In 2019, Mail Online claimed that a change in Google’s algorithm resulted in its search engine traffic being halved. Although the Mail was assured by Google that it had not been targeted, trust was shaken.

“The genesis of Newzit goes back to a few years ago, we were [angry] with Google which constantly confuses us on the algorithm, explains a source. “The [Google] The algorithm is weighted to make value judgments and it massively favors some stocks over others. We were like, “How hard can it be to make a news research site?” “”

Newzit appeared in beta in December 2019 and has grown steadily since. Its own algorithm is based on data taken from 2,000 English-language news websites.

Based at Mailheadquartered in London, it is still in experimental mode but costs little to produce and is already making “a nice net profit”. It has called itself “a new unbiased search and aggregation tool for bona fide news sites only” and claims to be “ideologically balanced and blind”.
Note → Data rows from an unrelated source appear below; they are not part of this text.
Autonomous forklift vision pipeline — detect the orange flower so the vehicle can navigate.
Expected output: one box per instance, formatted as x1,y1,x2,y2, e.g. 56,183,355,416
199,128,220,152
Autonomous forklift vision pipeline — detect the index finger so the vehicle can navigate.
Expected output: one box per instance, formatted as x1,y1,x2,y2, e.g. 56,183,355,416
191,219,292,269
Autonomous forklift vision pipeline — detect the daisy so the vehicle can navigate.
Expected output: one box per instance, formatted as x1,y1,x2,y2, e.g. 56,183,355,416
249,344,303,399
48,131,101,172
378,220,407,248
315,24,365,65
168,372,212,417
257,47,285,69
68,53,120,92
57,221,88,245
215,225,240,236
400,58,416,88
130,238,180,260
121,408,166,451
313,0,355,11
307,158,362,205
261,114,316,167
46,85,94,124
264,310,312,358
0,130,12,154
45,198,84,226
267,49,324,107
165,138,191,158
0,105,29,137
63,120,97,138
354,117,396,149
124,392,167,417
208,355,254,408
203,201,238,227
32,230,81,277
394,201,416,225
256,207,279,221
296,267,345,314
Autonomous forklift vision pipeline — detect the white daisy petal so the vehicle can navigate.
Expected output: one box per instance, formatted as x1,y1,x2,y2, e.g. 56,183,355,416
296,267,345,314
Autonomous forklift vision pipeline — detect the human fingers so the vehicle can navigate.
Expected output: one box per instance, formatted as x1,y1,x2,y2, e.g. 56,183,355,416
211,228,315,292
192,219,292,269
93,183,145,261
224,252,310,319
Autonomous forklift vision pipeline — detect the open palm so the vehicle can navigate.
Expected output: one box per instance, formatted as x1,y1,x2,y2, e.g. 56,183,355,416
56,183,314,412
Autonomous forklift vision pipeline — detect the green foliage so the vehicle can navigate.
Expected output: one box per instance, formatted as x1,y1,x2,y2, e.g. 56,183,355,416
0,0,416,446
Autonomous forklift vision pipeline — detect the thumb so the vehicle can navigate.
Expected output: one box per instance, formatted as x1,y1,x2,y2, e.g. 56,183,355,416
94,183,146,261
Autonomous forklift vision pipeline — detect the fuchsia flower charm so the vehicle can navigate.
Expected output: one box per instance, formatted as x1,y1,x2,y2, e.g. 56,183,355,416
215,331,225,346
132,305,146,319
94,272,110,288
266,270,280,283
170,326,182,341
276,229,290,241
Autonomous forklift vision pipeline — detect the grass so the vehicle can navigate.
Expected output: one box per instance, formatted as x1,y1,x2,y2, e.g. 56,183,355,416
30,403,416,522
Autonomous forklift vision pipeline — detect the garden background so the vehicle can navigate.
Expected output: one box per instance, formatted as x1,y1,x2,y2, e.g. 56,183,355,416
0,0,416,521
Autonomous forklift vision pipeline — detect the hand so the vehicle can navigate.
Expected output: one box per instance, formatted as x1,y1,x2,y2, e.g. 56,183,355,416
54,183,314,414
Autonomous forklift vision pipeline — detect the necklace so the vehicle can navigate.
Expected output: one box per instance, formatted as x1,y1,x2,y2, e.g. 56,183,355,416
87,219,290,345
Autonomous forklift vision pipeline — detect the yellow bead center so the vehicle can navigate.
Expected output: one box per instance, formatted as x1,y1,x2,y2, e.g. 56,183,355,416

Much of Newzit’s traffic comes from promotion on Mail Online, which might arouse suspicion among those who dislike the editorial perspective of this news brand, let alone the Mailcommercial rivals of. But Reach, editor of Mirror and the Express, has been supporting Newzit for a month. None of the aggregator’s titles complained about the use of their content. They probably welcome the traffic it brings.

News aggregators are a product of the 20th century web, but the advent of social media has created echo chambers that can limit our news consumption to views that match our own. Newzit won’t threaten Google’s bottom line, but as a service that exposes readers to a multitude of perspectives from a variety of professional sources, it seems to be its time.